Yeah I see a lot of people are foregoing the secondary stage these days. In my experience I have seen great clearing results from transferring off of the trub and extending the conditioning phase. By no means am I pro... I think I’ll transfer in this case since I still have that rockin head on top.
 
Yeah I see a lot of people are foregoing the secondary stage these days. In my experience I have seen great clearing results from transferring off of the trub and extending the conditioning phase. By no means am I pro... I think I’ll transfer in this case since I still have that rockin head on top.

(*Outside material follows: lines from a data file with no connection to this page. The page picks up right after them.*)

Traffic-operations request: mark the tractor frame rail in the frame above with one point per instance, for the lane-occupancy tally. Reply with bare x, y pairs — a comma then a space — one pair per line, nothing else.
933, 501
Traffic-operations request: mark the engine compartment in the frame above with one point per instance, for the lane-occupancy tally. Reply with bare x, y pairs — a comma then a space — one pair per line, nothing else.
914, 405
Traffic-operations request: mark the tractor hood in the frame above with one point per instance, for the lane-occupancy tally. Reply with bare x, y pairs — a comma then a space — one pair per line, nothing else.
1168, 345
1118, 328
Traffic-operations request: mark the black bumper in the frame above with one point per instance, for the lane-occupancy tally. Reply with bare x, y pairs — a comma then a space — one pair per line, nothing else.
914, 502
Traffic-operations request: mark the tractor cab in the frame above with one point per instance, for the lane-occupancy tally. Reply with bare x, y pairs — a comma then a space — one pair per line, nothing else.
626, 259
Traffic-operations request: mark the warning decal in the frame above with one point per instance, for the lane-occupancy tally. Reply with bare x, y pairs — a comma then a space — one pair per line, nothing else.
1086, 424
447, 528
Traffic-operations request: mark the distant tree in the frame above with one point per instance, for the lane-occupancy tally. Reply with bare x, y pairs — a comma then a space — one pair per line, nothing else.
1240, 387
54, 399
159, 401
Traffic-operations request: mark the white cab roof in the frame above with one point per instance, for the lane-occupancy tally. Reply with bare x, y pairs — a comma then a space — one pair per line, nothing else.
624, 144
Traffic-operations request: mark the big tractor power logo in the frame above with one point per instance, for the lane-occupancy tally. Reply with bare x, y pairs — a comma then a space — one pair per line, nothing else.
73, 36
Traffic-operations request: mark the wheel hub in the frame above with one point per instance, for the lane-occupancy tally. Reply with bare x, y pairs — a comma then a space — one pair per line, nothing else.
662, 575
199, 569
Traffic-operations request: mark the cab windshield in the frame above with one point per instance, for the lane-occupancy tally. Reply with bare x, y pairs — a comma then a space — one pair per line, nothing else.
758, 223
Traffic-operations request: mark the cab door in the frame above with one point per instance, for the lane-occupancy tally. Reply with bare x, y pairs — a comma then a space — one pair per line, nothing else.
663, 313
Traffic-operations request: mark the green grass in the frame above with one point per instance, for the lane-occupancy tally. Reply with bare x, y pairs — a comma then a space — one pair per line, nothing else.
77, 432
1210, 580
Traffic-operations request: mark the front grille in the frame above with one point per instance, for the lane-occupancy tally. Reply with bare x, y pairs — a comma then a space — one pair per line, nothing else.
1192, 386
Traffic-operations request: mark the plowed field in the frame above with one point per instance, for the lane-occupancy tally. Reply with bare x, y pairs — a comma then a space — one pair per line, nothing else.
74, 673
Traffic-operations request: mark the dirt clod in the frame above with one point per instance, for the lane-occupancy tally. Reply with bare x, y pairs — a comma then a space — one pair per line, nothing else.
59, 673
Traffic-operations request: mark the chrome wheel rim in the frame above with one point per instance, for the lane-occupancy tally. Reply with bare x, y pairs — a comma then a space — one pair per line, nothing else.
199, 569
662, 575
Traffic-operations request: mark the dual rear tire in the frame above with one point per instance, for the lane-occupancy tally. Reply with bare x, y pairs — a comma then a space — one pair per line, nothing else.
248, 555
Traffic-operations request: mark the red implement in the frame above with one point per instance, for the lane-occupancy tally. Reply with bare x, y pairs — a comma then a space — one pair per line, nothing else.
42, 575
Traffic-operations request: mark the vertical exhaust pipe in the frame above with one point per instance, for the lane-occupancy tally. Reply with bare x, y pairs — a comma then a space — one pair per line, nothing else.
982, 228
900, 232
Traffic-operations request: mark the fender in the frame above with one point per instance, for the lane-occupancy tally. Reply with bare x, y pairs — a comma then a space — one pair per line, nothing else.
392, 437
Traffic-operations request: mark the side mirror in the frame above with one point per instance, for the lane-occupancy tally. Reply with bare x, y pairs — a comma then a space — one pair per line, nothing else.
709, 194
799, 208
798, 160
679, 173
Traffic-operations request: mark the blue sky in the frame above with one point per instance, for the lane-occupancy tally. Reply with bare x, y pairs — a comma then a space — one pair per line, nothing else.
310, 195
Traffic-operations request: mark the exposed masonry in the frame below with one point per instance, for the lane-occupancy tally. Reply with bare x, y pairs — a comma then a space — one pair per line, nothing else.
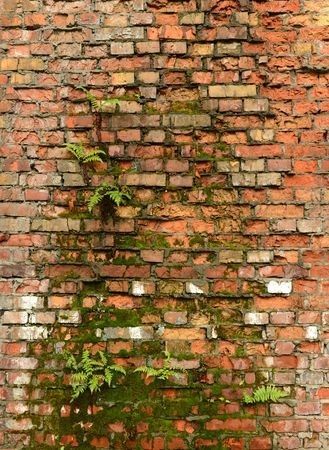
221, 258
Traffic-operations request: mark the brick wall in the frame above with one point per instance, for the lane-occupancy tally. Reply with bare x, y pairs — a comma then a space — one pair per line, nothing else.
219, 129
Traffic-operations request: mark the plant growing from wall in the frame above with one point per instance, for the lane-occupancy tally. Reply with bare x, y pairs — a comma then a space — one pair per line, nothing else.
117, 196
84, 157
162, 373
99, 105
91, 372
265, 394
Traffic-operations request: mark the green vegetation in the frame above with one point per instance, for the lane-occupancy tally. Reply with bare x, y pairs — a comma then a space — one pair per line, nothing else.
99, 105
265, 394
162, 373
83, 156
90, 372
114, 193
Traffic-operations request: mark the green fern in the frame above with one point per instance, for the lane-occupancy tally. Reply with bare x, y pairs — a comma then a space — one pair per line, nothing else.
162, 373
99, 105
90, 97
82, 156
90, 372
117, 196
265, 394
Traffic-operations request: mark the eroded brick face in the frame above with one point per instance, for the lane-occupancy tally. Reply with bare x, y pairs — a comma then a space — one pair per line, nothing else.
221, 257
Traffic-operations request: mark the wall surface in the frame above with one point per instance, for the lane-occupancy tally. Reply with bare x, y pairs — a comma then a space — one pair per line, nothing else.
219, 129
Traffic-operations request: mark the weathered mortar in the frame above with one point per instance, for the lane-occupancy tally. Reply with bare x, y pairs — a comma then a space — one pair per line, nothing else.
220, 131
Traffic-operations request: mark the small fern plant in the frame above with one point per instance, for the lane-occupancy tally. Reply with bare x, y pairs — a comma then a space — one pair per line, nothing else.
265, 394
162, 373
117, 196
90, 372
83, 156
99, 105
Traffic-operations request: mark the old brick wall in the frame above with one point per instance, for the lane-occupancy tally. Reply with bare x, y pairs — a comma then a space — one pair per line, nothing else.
221, 256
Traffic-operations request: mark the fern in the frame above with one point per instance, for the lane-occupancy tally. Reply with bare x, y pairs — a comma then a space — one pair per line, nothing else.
265, 394
164, 372
90, 97
118, 196
99, 105
90, 373
82, 156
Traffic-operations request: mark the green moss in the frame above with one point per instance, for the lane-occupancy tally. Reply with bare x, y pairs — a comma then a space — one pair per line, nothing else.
70, 275
130, 261
187, 107
76, 215
112, 318
197, 241
148, 240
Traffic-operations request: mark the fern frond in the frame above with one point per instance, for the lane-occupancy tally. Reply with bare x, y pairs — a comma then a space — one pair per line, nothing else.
108, 102
90, 97
95, 383
83, 156
94, 156
117, 196
77, 150
265, 394
163, 373
91, 372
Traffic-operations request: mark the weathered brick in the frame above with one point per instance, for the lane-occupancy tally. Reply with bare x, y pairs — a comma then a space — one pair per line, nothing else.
232, 91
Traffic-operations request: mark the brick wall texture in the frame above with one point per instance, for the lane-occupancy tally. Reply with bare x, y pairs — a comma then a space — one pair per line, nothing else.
219, 129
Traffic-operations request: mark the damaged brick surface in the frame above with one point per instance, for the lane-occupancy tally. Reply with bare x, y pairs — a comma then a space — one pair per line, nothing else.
219, 129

even though that makes no sense at all it won't hurt your beer to transfer it to another vessel, just be sure it has reached whatever the final gravity is supposed to be, and flush the next vessel with CO2 if you can.
 
What you are seeing is a true top-cropping strain in action. I love true top-croppers because top-cropped yeast is much healthier than bottom-cropped yeast. Top-cropped yeast can be repitched almost indefinitely. However, one needs to ferment in an open fermentation vessel or a fermentation vessel with a removable top to crop from the top. When cropping from the top, one should skim and discard the first head the forms (a.k.a. the "brown" head). Ideally, the crop should be taken midway through the fermentation.
 
haha you said brown head. I still got the brown head lingering, man this stuff sticks around for a while. Havent had the opportinuty to check gravity or transfer into secondary. I did raise the temp slightly to 61F.
 
That's not brown head. The brown head is the first head that forms during fermentation. It usually contains trub and particulate matter. The customary practice in UK breweries that employ open fermentation is to skim and discard this head. The clean yeast head forms after the brown head is skimmed (or falls back into the beer). Yeast is skimmed several times during fermentation. Some of the yeast is collected for repitching while the majority of it is discarded. The practice is covered @ time 1:12 in the video linked below.

http://timothytaylor.co.uk/img/video/Timothy Taylor - Fermentation Section.webm
 
I use to freak out about infections and a friend told me is know when it was infected rather than question it...well, he was right. If you get an infected batch you will know from the look and smell.